Aerospace and defense companies are trying to capitalize on the growing appeal of low-cost planes packed with high-tech surveillance gear and weapons. These planes are suddenly in vogue as the costliest warplanes are falling out of favor at the Pentagon.
At the Le Bourget airfield outside Paris, Air Tractor Inc., of Olney, Texas, is displaying its prototype Air Truck AT-802U, which is essentially a two-seat combat-ready crop-duster with weapons and advanced electronics.
Its chunky no-nonsense looks are brutish enough to make passing generals stop and stare. It 8,000-pound payload of missiles, rockets, cannons and bombs offers a contrasting image of air warfare to the larger, sleeker jet fighters that cost tens of millions of dollars and are the usual show-stoppers here.
"One of the things people are most surprised by is all the munitions hanging off of it," said Lee Jackson, an Air Tractor design engineer.
L-3 Communications Holdings Inc. and Alliant Techsystems Inc. are among the major defense companies also showing off unarmed turboprop surveillance planes at the show. Executives at the companies say the demand for real-time battlefield intelligence is growing for the U.S. military, particularly with increasing numbers of U.S. troops in Afghanistan.
L-3 has provided the U.S. Air Force with surveillance planes based on a converted Hawker Beechcraft design that began operating in Iraq last week. Development of the plane had been a Pentagon priority under Defense Secretary Robert Gates.
"There's an unabated appetite" for battlefield intelligence and surveillance, said L-3 Chairman and Chief Executive Michael Strianese. "That unblinking eye is becoming more and more critical."
Air Tractor's Air Truck, with a 210 miles per hour top speed, will never be a stand-in for the Air Force's F-22 Raptor, the kind of high-tech marvel that keeps enemies away so planes like an Air Truck can operate. But Mr. Gates, who plans to end F-22 production, is focusing on fighting insurgents and buying less-expensive weapons systems, making such planes increasingly attractive.

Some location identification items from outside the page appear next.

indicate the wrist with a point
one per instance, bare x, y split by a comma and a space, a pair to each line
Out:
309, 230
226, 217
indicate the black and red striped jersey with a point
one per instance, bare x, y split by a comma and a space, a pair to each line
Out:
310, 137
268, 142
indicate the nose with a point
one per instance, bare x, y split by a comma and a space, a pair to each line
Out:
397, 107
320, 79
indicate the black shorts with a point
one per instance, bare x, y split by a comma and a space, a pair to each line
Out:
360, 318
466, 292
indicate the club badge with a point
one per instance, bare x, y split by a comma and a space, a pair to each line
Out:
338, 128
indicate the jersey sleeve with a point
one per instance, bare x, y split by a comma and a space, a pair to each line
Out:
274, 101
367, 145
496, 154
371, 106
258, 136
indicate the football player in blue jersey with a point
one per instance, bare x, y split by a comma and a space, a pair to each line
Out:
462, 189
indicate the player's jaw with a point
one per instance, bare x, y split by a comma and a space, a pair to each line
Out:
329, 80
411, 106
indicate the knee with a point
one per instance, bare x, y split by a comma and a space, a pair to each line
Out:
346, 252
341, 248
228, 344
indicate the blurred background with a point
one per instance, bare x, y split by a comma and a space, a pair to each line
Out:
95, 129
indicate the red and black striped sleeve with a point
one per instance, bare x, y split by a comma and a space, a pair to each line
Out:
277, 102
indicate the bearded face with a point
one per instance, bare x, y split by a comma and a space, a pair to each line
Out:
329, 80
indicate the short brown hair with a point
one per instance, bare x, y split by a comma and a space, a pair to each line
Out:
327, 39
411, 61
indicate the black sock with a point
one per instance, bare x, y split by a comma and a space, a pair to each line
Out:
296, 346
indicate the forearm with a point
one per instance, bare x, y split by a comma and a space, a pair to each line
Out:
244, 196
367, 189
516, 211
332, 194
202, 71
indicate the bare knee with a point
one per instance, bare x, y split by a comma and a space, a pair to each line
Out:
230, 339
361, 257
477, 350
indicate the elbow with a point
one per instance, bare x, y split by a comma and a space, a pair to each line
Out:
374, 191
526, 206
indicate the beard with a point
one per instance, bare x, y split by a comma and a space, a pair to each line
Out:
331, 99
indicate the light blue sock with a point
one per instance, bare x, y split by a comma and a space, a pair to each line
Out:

This type of plane is appealing for the U.S. Air Force, whose Chief of Staff Gen. Norton Schwartz, was a special-operations turboprop-transport-plane pilot. The U.S. Air Force wants to build up the air wings of foreign militaries in places such as Iraq and Afghanistan to help fight insurgents. The U.S. could help facilitate sales to these countries.
It is a formula the U.S. used successfully against guerrillas in Vietnam. Relatively low-tech propeller and jet planes commonly used to teach pilots were loaded up with weapons to do everything from act as flying artillery for far-flung outposts to help rescue downed pilots.
Stephen Biddle, a counterinsurgency expert and senior fellow for Defense Policy at the Council on Foreign Relations, said such low-tech planes require less maintenance and can operate from smaller airfields, unlike fast-moving fighter bombers. That allows them to be based closer to combat forces who often are living and operating among locals in rural areas.
The planes also can help address an acute concern among top military officers about the strategic implications of accidental civilian casualties caused by U.S. airpower. "Somebody roaring by at 500 miles per hour has a harder time of distinguishing between civilians and insurgents," Mr. Biddle said.
Flying at telephone-pole heights makes a plane an easier target, but Air Tractor's Mr. Jackson said added armor and other built-in safety features, such as landing gear that crumples to protect the fuselage in a crash, make the plane safer. The U.S. State Department has flown armored crop-spraying planes for drug-eradication in South America that have been shot at repeatedly. "They've taken rounds and they come back," Mr. Jackson said.